Month: May 2016

A History of the World in 100 Objects – Western Australian Museum Perth 4

The woodblock prints of the great Japanese Edo period artist, Hokusai, are famous around the world. He was also very famous in Japan in his lifetime, and in his 50s produced 12 volumes of Hokusai Manga. As can be seen from one on display at the “A History of the World in 100 Objects” exhibition at the Western Australian Museum, Perth, these books without words were full of sketches and caricatures with humorous overtones.

Hokusai Manga

A History of the World in 100 Objects – Western Australian Museum Perth 3

Object number 78 in the “A History of the World in 100 Objects” exhibition is a woodcut print from 1617, which was produced to mark the centenary of the Reformation. It shows Martin Luther nailing his 95 point thesis to the door of a church in Wittenberg, Germany. Next year will mark the 500th anniversary of this event which changed the history of the world.

Reformation Broadsheet

 

A History of the World in 100 Objects – Western Australian Museum Perth 2

A bust of Sophocles in the exhibition from the British Museum at the Western Australian Museum Perth, represents ancient Greek drama. In the fifth century BCE, the plays of Sophocles were performed in the Theatre of Dionysus at the foot of the Acropolis. The theatre, which was the first stone theatre ever built, could seat up to 17,000 people, and is known as the birthplace of Greek tragedy.

Sophocles Bust

A History of the World in 100 Objects – Western Australian Museum Perth

Recently, we went to see the exhibition “A History of the World in 100 Objects” at the Western Australian Museum – Perth. The objects come from the British Museum and span about two million years of human history, from stone hand tools to solar cells.

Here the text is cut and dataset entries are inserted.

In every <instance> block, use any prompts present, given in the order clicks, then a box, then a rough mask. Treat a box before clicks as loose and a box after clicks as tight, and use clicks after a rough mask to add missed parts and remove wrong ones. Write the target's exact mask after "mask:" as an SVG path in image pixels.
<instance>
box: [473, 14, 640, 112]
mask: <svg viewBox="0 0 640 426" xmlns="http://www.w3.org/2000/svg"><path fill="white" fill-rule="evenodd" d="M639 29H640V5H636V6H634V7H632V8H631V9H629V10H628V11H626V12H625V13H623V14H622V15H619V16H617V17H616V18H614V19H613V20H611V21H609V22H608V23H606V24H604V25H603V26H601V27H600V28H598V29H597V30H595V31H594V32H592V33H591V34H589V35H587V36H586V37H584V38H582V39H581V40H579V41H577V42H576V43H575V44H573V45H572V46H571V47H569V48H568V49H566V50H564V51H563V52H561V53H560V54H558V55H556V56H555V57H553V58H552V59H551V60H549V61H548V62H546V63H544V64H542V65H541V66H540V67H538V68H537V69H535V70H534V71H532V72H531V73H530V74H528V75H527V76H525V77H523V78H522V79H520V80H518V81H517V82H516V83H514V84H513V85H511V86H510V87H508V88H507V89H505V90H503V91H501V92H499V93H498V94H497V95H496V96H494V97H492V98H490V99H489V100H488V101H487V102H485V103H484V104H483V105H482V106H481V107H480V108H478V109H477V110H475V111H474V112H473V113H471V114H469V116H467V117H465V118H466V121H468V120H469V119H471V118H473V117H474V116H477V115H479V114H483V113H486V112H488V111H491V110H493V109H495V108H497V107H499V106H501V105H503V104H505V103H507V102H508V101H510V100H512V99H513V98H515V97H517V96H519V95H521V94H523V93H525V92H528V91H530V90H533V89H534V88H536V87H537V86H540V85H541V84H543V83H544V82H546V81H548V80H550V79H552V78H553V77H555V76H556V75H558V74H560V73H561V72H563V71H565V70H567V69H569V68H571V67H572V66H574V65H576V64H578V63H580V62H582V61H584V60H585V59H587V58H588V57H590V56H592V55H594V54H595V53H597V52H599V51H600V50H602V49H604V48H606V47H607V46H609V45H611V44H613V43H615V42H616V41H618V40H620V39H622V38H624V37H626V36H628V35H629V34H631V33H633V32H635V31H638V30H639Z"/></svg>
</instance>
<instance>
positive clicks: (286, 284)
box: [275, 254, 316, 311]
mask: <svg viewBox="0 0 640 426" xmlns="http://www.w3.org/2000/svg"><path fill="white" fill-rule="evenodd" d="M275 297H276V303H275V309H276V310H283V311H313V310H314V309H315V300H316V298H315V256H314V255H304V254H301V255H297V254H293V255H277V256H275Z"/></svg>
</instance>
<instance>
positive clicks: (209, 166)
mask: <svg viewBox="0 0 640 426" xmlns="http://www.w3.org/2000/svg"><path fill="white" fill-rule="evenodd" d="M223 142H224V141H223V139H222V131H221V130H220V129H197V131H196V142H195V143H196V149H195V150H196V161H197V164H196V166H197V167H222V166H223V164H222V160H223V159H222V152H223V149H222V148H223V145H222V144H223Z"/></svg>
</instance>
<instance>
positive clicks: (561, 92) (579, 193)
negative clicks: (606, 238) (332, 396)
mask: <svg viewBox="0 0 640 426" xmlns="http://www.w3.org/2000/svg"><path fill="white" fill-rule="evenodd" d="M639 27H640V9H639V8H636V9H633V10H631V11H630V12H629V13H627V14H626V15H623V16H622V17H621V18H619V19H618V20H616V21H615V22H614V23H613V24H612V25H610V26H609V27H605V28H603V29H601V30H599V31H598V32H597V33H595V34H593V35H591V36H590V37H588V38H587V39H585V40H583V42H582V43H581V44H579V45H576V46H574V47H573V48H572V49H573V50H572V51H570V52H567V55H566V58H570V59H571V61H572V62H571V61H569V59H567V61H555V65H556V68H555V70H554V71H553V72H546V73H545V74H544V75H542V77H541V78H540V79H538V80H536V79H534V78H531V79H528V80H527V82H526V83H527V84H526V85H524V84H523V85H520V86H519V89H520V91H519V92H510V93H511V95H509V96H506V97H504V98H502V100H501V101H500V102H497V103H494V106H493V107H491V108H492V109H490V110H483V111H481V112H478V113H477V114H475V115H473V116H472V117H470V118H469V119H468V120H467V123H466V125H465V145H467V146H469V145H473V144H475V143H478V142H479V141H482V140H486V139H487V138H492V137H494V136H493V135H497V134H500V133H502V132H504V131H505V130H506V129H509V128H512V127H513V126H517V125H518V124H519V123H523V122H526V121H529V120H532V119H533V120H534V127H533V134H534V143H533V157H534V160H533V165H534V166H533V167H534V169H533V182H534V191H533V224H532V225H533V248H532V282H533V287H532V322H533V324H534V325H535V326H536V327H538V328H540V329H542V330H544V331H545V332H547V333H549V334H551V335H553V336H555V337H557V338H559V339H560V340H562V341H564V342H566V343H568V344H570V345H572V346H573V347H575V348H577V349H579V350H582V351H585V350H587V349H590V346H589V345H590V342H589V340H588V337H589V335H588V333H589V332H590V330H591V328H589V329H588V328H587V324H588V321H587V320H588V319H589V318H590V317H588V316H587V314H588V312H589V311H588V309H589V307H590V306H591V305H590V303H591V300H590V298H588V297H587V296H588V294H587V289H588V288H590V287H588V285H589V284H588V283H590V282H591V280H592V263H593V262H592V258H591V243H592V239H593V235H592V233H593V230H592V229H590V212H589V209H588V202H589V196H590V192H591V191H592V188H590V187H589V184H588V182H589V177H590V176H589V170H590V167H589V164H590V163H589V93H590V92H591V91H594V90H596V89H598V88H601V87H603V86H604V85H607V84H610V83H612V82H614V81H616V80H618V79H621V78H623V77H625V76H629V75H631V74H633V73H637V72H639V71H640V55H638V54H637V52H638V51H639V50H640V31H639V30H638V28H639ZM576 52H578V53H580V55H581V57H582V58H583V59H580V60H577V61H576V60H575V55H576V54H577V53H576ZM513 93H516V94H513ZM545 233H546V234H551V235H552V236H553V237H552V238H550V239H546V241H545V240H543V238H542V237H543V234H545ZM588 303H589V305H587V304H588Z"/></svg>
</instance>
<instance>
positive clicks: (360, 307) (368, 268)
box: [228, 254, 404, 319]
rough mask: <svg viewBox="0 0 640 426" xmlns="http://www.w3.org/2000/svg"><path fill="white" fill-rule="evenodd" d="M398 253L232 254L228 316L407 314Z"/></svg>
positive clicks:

Object number 15 in the exhibition is a fragment of a clay tablet from 700 to 600 BCE, inscribed with a Babylonian account of a great flood. This tablet is the single most famous cuneiform text and caused a sensation when its content was first read in the 19th century because of its similarity to the Flood story in the Book of Genesis.

George Smith, the translator of the tablet, was a self-taught archaeologist who became a celebrity when he read his translation to a meeting of historians in 1872. He made three trips to the ruins of Nineveh near Mosul in northern Iraq to look for further fragments of tablets. Sadly he died of dysentery on his third trip in 1876.